History of Compassionate Care

St. Elizabeth College of Nursing Celebrates its 100th Anniversary  Utica –– St. Elizabeth College of Nursing will celebrate a century of nursing excellence in May. Since 1904 the college, conducted by the Sisters of St. Francis, has offered students a unique program, centered in extensive clinical experience and care for the entire person.  “We take great pride in assisting our students to be successful and educated nurses,” said Marianne Monahan, dean of the College of Nursing. “We also provide them with a good ethical background that makes them always want to do the right thing for the patient.” The college accepts about 100 students each year, Monahan said. “There is a faculty-to-student ratio of 1:8,” she noted. “We are a smaller school, but our students are seen as individuals.” The first class of seven women graduated in 1907. Since that time the college has graduated approximately 3,000 men and women who are academically and clinically competent to meet the challenging health needs of the community.

The college, which is part of St. Elizabeth Medical Center, offers a weekday and evening/weekend format for its Associate Degree Nursing Program. The latter format is designed to meet the needs of the adult learner who is unable to attend classes during the weekday hours. The college was the first in the state to offer this alternative schedule. St. Elizabeth College of Nursing prides itself on the strong clinical component of its program. “Our students are getting hands-on experience from the first semester with a qualified faculty,” said Monahan. “This experience is invaluable. They need to be safe and educated and know what they are doing.” Students complete a program encompassing clinical experience in a variety of settings, the primary of which is St. Elizabeth Medical Center. Other facilities utilized include Faxton-St. Luke’s Healthcare in Utica, University Hospital at SUNY Health Science Center in Syracuse, Rome Memorial Hospital and other community agencies.

“After clinical experiences in these settings, our nurses feel very qualified to walk into the workplace and function,” Monahan said. Finding competent and compassionate nurses like those who graduate from St. Elizabeth’s is tough. The U.S. Department of Health and Human Services projects the current shortage of a few hundred thousand RNs could hit 750,000 by 2020, as baby boomers age and the nursing work force gets older. Monahan said the shortage is not reflected in the number of applicants to the college. The program had approximately 200 applicants for 2003.

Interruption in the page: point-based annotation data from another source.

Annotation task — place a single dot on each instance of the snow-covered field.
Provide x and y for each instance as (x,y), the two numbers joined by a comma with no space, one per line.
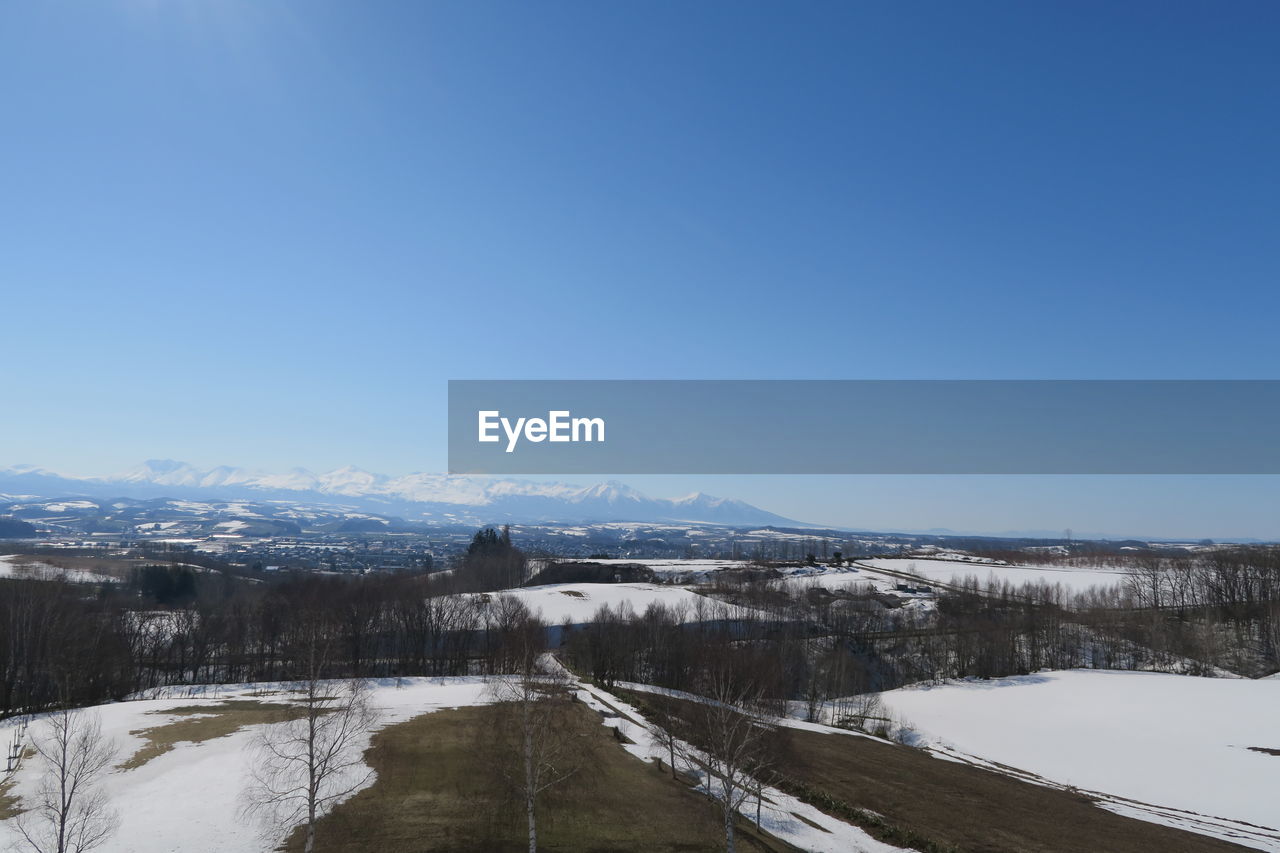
(945,570)
(782,815)
(680,570)
(187,799)
(17,566)
(579,602)
(1168,748)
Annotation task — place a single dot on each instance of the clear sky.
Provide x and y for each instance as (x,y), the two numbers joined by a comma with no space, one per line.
(268,233)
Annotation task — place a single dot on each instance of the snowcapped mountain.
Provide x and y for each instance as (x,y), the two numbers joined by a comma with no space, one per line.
(415,496)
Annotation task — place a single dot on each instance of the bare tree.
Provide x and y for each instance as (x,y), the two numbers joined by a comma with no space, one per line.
(305,765)
(71,811)
(728,737)
(544,729)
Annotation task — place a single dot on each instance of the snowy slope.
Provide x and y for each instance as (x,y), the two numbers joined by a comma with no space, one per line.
(946,570)
(187,799)
(1169,748)
(579,602)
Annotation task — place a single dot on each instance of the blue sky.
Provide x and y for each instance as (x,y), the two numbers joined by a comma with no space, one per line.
(266,235)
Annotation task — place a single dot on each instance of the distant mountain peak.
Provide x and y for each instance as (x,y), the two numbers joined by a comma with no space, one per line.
(417,495)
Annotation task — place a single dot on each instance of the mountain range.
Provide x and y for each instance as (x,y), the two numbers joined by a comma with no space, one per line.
(414,496)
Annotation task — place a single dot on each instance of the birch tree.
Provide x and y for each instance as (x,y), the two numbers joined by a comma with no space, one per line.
(71,812)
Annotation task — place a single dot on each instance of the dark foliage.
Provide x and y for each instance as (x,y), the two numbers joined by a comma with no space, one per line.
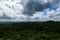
(30,31)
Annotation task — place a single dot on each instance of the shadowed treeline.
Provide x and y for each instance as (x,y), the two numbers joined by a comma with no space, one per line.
(30,31)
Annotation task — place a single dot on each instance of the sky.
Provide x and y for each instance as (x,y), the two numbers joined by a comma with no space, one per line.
(29,10)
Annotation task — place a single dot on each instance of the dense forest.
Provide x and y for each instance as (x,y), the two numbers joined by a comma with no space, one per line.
(30,31)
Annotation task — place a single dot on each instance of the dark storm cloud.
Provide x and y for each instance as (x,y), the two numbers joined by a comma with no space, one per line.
(32,6)
(5,17)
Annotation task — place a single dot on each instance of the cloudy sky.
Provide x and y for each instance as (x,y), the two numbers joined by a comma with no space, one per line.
(29,10)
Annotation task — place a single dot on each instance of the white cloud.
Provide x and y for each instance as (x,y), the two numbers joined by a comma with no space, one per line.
(16,13)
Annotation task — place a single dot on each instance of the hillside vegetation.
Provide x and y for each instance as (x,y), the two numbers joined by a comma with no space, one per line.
(30,31)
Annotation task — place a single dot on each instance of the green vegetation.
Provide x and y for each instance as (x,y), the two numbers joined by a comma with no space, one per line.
(30,31)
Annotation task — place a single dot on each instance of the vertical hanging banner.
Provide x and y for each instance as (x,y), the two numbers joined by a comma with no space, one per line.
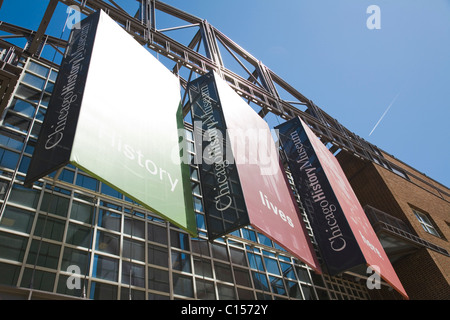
(242,180)
(345,236)
(115,113)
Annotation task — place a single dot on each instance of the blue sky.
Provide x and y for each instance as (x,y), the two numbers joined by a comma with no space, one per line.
(324,49)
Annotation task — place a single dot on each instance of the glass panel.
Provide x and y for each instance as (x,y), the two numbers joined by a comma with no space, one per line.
(182,285)
(53,75)
(219,251)
(202,267)
(242,277)
(28,93)
(24,164)
(134,227)
(158,255)
(33,81)
(64,289)
(179,240)
(181,261)
(294,290)
(23,107)
(75,257)
(260,281)
(133,249)
(17,219)
(103,291)
(8,159)
(157,233)
(105,268)
(125,294)
(223,272)
(272,266)
(41,280)
(110,191)
(67,176)
(303,274)
(44,254)
(288,270)
(79,235)
(205,289)
(238,257)
(9,274)
(308,292)
(158,279)
(37,68)
(264,240)
(200,246)
(55,204)
(255,261)
(134,272)
(87,182)
(82,212)
(108,242)
(277,285)
(245,294)
(12,247)
(226,292)
(109,220)
(49,228)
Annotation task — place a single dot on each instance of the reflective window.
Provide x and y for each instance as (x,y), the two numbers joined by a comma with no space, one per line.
(205,289)
(55,204)
(44,254)
(133,249)
(17,219)
(75,257)
(202,267)
(181,261)
(158,255)
(50,228)
(38,68)
(12,247)
(158,279)
(182,285)
(82,212)
(23,107)
(38,279)
(105,268)
(108,242)
(133,274)
(79,235)
(34,81)
(109,220)
(103,291)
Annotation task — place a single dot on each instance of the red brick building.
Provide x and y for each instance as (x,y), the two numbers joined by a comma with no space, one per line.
(411,215)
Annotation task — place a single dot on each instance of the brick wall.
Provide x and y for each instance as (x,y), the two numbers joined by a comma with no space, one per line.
(425,274)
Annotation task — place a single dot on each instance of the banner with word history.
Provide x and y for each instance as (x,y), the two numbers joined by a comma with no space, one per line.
(115,113)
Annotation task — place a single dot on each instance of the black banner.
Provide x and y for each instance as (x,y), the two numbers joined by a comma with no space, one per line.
(55,140)
(223,199)
(337,244)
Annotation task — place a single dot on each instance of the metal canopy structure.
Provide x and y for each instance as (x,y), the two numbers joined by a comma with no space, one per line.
(256,83)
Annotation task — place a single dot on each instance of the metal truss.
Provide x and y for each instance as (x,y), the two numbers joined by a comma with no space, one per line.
(257,84)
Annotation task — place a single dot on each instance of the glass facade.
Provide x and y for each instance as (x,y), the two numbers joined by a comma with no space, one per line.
(121,250)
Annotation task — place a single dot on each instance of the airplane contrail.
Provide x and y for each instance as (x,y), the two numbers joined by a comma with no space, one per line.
(390,105)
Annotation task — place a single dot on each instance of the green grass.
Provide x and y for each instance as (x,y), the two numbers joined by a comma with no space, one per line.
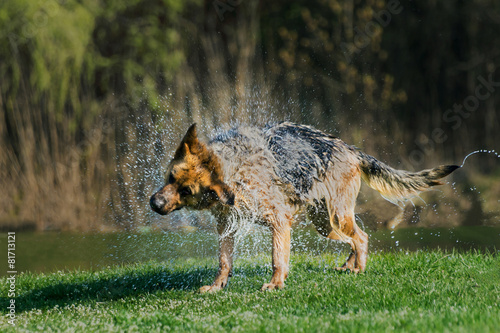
(416,292)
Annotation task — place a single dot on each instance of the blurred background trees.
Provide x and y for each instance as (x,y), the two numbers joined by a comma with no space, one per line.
(95,95)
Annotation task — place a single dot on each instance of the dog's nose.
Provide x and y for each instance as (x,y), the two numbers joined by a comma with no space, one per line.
(156,202)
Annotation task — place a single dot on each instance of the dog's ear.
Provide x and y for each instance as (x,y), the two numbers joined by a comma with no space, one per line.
(224,193)
(189,141)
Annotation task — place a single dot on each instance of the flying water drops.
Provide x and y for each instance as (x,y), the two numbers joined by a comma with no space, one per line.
(480,151)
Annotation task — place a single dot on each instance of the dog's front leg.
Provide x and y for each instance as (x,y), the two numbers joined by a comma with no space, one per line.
(281,256)
(226,244)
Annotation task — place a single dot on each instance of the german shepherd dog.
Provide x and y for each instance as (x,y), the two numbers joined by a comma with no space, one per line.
(273,173)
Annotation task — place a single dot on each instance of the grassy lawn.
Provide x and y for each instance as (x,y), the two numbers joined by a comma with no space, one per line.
(426,291)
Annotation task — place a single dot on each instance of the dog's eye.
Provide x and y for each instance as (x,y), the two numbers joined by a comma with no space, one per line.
(185,191)
(171,179)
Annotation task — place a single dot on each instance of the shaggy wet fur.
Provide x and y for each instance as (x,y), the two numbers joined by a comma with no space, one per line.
(273,173)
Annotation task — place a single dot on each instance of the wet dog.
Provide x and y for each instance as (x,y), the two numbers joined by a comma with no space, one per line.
(271,174)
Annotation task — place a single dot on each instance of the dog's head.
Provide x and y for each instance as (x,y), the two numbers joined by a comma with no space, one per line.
(193,179)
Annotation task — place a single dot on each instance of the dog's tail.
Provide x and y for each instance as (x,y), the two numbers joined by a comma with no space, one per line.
(398,185)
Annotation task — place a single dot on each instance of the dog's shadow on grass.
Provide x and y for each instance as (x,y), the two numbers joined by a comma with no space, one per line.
(110,286)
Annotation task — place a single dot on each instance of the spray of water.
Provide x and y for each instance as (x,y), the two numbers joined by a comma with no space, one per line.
(480,151)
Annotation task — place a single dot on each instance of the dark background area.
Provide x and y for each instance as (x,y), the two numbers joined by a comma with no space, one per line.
(94,96)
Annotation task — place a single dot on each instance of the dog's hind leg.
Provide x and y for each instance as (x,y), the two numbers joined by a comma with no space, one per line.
(226,245)
(281,254)
(350,233)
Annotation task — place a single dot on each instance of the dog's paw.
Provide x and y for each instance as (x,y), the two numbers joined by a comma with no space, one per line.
(272,286)
(210,289)
(347,269)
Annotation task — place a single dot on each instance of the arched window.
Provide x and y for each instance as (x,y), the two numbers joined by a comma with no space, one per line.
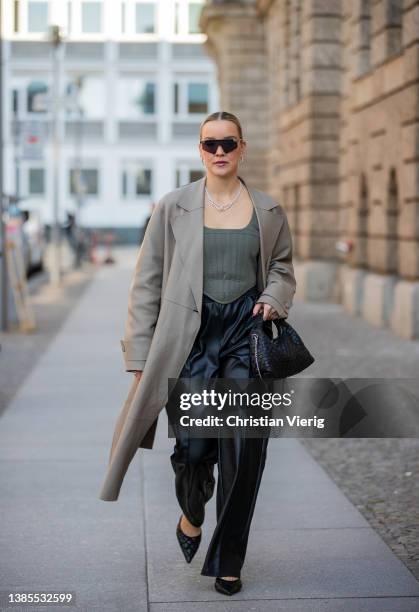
(394,26)
(364,48)
(361,253)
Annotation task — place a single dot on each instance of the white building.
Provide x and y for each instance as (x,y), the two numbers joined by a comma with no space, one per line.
(130,133)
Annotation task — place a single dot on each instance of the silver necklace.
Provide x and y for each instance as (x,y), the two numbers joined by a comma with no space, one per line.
(223,207)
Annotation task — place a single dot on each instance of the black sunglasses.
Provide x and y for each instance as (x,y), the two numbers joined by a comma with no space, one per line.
(227,144)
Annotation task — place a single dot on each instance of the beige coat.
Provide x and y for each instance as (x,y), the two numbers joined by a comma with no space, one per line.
(164,308)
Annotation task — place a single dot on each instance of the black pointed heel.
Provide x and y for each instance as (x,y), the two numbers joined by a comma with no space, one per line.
(228,587)
(188,544)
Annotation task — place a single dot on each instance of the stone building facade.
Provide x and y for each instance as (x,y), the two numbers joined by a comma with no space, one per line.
(328,93)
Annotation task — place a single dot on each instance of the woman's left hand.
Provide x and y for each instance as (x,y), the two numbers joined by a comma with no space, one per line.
(268,312)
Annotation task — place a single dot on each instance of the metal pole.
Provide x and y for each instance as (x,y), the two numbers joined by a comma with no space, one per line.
(4,287)
(55,261)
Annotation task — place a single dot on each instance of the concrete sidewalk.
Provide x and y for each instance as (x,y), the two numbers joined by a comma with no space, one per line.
(309,550)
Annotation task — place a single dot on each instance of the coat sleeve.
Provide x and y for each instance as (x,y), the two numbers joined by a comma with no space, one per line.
(280,283)
(145,293)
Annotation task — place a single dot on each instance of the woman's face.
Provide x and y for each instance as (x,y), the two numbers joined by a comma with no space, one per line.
(221,129)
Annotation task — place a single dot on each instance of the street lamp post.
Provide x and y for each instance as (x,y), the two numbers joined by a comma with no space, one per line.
(55,261)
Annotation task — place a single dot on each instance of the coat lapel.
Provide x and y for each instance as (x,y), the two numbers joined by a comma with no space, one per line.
(188,223)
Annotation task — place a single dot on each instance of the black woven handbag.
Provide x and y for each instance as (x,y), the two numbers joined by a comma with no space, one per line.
(278,357)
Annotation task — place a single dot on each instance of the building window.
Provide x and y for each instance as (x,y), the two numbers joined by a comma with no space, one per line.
(194,12)
(136,181)
(37,17)
(91,17)
(197,97)
(186,174)
(69,16)
(176,24)
(36,181)
(176,97)
(123,18)
(16,9)
(145,18)
(394,26)
(90,98)
(364,50)
(135,97)
(36,97)
(85,181)
(195,175)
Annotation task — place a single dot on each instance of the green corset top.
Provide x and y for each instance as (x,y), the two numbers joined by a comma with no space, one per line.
(230,260)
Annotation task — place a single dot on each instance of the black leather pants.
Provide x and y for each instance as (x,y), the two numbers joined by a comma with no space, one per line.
(221,350)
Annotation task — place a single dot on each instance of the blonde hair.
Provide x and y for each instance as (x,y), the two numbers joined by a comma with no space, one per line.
(222,115)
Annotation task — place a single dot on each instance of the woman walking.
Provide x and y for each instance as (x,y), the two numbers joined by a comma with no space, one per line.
(241,237)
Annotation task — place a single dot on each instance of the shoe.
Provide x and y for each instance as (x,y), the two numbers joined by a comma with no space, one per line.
(228,587)
(188,544)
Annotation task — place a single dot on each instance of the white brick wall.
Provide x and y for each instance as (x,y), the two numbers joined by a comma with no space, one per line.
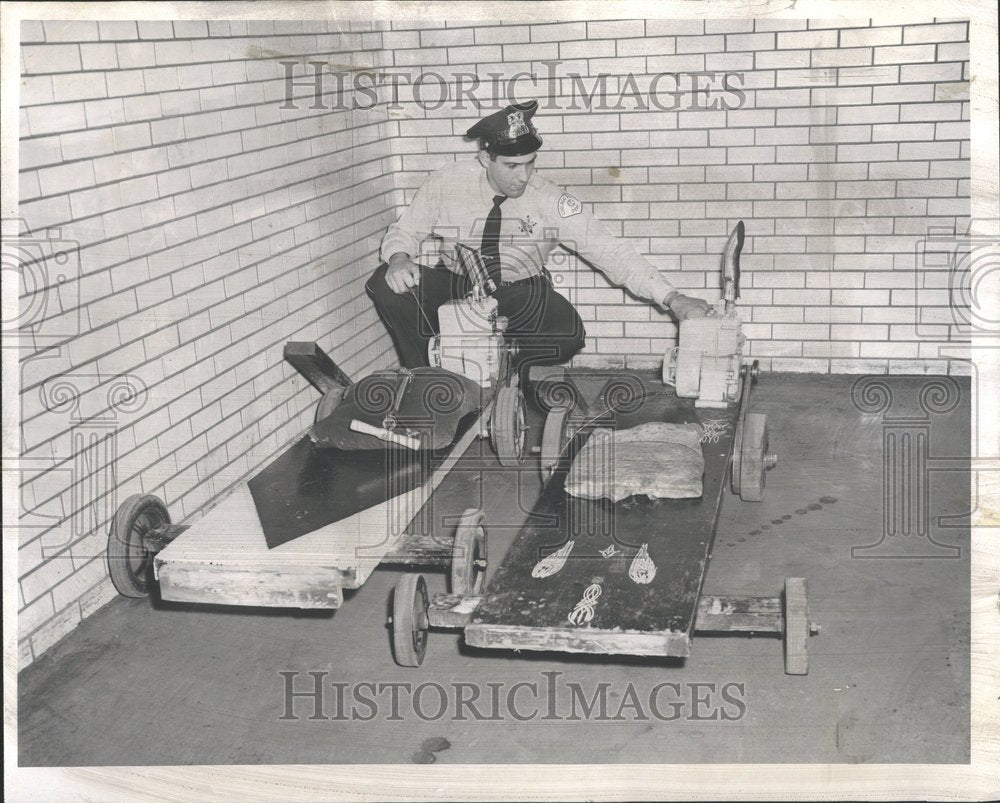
(213,225)
(852,144)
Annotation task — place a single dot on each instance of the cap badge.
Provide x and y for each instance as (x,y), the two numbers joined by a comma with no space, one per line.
(568,205)
(516,127)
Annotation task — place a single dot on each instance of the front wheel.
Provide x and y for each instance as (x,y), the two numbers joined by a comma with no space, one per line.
(409,620)
(507,426)
(468,555)
(129,562)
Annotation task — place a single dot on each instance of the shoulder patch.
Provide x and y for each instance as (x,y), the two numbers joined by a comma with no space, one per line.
(569,206)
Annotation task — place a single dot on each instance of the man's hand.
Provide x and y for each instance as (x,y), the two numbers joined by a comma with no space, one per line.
(402,273)
(688,307)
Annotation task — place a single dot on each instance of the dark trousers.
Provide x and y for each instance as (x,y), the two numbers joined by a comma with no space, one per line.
(543,324)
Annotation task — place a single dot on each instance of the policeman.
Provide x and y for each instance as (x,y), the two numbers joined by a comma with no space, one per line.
(499,206)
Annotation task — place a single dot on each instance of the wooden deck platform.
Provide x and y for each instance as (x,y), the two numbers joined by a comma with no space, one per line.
(519,611)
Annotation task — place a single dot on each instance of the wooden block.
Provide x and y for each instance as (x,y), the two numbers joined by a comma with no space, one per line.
(579,639)
(284,587)
(451,610)
(739,615)
(315,365)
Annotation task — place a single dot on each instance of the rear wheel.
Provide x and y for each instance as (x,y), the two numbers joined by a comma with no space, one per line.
(507,426)
(129,562)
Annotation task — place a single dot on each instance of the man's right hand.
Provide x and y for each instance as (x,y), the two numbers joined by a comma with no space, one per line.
(402,274)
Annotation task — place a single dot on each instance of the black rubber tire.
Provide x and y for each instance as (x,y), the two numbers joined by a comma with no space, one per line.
(129,564)
(409,620)
(507,426)
(328,403)
(553,441)
(796,626)
(467,575)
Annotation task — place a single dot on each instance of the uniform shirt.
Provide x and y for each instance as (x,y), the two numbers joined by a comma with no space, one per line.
(452,204)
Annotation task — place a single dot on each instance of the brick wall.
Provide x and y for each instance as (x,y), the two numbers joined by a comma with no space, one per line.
(212,225)
(852,143)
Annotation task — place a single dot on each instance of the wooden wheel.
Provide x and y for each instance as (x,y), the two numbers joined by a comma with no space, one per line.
(468,556)
(755,459)
(507,426)
(329,403)
(553,440)
(129,562)
(796,626)
(409,620)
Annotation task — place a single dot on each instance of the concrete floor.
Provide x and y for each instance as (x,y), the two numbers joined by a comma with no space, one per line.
(888,680)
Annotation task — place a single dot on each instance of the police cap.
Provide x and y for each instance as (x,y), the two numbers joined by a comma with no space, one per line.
(508,132)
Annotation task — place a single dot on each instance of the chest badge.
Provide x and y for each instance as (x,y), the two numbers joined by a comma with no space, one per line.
(569,206)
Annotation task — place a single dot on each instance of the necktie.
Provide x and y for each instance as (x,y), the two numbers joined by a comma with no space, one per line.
(490,250)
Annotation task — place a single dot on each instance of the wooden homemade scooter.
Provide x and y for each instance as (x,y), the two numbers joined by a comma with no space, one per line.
(629,574)
(225,557)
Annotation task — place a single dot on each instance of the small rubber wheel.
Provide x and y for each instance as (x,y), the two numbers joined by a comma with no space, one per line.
(796,626)
(507,426)
(751,464)
(329,403)
(468,556)
(409,620)
(553,441)
(128,561)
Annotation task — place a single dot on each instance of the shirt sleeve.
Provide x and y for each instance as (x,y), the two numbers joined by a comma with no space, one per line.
(616,257)
(415,223)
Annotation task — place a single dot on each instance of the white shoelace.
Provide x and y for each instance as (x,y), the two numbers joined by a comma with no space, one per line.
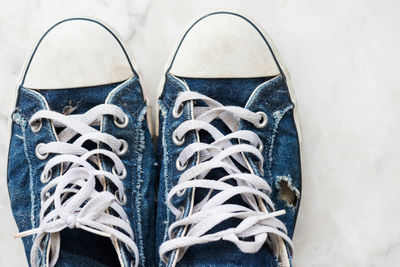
(71,199)
(257,225)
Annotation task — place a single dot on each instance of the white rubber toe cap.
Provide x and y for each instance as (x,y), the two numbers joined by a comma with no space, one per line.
(224,45)
(77,53)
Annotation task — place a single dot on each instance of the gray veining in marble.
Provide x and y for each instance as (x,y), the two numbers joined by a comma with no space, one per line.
(343,58)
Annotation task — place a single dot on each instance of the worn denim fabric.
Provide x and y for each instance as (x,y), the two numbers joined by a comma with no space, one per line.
(281,153)
(78,247)
(281,169)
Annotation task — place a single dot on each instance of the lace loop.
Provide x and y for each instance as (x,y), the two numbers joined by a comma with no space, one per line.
(71,199)
(258,223)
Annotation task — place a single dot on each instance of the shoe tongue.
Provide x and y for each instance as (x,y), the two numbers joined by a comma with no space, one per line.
(229,92)
(81,248)
(77,100)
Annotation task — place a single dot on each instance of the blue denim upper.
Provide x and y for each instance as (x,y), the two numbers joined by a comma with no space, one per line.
(281,153)
(78,247)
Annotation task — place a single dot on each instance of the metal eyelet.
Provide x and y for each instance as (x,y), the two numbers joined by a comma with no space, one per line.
(123,148)
(45,178)
(40,155)
(177,113)
(120,201)
(36,125)
(123,123)
(122,175)
(260,146)
(264,120)
(180,193)
(179,166)
(177,141)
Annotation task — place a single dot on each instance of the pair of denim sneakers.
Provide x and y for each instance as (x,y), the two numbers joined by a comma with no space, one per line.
(223,189)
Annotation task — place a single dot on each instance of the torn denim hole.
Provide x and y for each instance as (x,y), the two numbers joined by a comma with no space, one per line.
(287,192)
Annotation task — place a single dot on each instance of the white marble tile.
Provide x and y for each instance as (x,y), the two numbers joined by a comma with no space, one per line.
(343,59)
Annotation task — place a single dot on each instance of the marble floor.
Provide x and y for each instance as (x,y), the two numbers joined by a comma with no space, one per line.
(343,58)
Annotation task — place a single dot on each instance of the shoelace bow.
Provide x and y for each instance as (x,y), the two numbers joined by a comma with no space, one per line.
(257,225)
(71,199)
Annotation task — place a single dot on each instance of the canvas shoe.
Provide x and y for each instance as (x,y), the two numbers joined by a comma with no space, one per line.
(81,161)
(229,150)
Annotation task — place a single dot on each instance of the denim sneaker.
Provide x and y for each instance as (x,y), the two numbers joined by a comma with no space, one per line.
(81,161)
(229,150)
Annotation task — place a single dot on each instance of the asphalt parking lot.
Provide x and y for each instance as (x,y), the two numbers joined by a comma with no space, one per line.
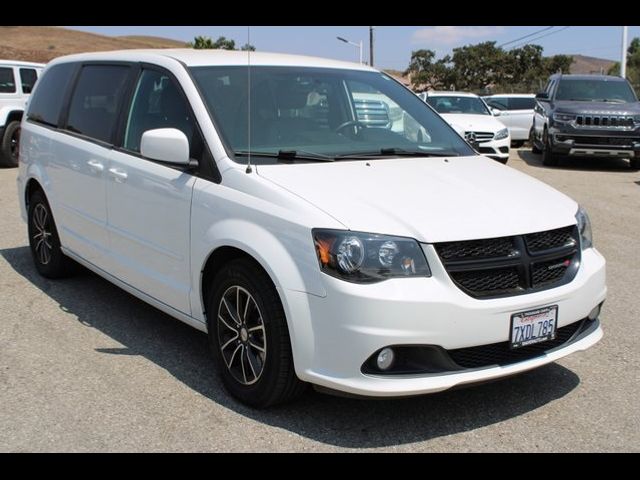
(86,367)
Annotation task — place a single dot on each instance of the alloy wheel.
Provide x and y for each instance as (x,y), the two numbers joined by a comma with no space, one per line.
(241,335)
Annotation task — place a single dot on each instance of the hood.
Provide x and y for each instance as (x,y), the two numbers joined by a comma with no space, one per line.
(597,108)
(473,123)
(429,199)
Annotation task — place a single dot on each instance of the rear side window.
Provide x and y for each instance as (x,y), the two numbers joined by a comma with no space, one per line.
(522,103)
(7,82)
(46,101)
(94,104)
(501,103)
(28,79)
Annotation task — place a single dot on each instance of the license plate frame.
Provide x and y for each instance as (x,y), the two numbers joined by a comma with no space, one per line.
(533,326)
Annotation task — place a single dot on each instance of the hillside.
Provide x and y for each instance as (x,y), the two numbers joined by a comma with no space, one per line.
(41,44)
(583,64)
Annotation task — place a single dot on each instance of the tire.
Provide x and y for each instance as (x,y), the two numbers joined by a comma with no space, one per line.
(252,348)
(534,148)
(10,144)
(44,240)
(548,158)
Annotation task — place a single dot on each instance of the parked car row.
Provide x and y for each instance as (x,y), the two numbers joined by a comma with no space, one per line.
(16,82)
(314,217)
(575,115)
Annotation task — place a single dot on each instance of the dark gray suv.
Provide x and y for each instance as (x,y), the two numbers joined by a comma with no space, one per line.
(586,115)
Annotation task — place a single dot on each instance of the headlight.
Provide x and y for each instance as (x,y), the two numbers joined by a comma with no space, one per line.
(563,117)
(367,257)
(584,227)
(504,133)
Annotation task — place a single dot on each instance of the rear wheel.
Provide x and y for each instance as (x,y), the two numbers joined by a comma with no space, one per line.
(249,336)
(44,240)
(548,158)
(10,145)
(532,141)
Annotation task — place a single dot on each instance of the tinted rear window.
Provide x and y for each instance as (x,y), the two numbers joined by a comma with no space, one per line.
(520,103)
(46,101)
(7,82)
(95,100)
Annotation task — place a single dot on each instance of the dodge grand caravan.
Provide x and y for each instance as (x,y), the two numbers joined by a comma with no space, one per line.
(258,204)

As nursing numbers fluctuate, the profession is changing and becoming more complex, putting greater responsibility on nursing schools. “Nurses are seeing more patients who are sicker,” said Monahan. “At one time, a nurse could care for several patients at one time. Now most nurses can’t handle four patients.” These changes have led to the expansion of a nurse’s role to include an emphasis on patient wellness, disease prevention and health education, not only for patients but also for their family members. “The nurse is the primary educator of the patients and their families,” Monahan said. “They need to teach them in terms of medicine and when to call a doctor.”

According to Monahan, the average age of a nursing student is 27. “The majority of our students have previous college and work experience,” she said. “Some have already worked in the health field as firemen or EMT’s and want to improve their status to become an RN. Some are mothers whose children have gone to school. They have always wanted to go to nursing school, but they have had no opportunity until now.” Though different circumstances have led them to enroll at St. Elizabeth’s, the men and women committed to the nursing profession share one thing in common, Monahan said.

“They want to feel that they have made a difference in people’s lives,” said Monahan. Veronica Miller will graduate from St. Elizabeth’s College of Nursing on May 15. When choosing a nursing school, the 44-year-old mother looked at a variety of schools. What led her to choose St. Elizabeth College of Nursing is the quality of nurses the school produces. “The nursing model at St. Elizabeth’s is centered around caring,” said the former nursing assistant. “We are taught that the people we help are not just our patients. These are people that we care about.” Miller, a parishioner of St. Thomas Church in New Hartford, believes the college, particularly its instructors, has made a difference in her life. “The instructors and faculty have an open door policy,” she said. “They value you just as much as what they are doing.”

Miller doesn’t know what she is more excited about — graduating in May or finally receiving her nursing pin from such a respected nursing college as St. Elizabeth’s. “St. Elizabeth’s nurses are part of an elite group,” said Miller. “They work hard to get in the college, to stay there and to keep the quality of a St. Elizabeth’s nurse after they graduate.”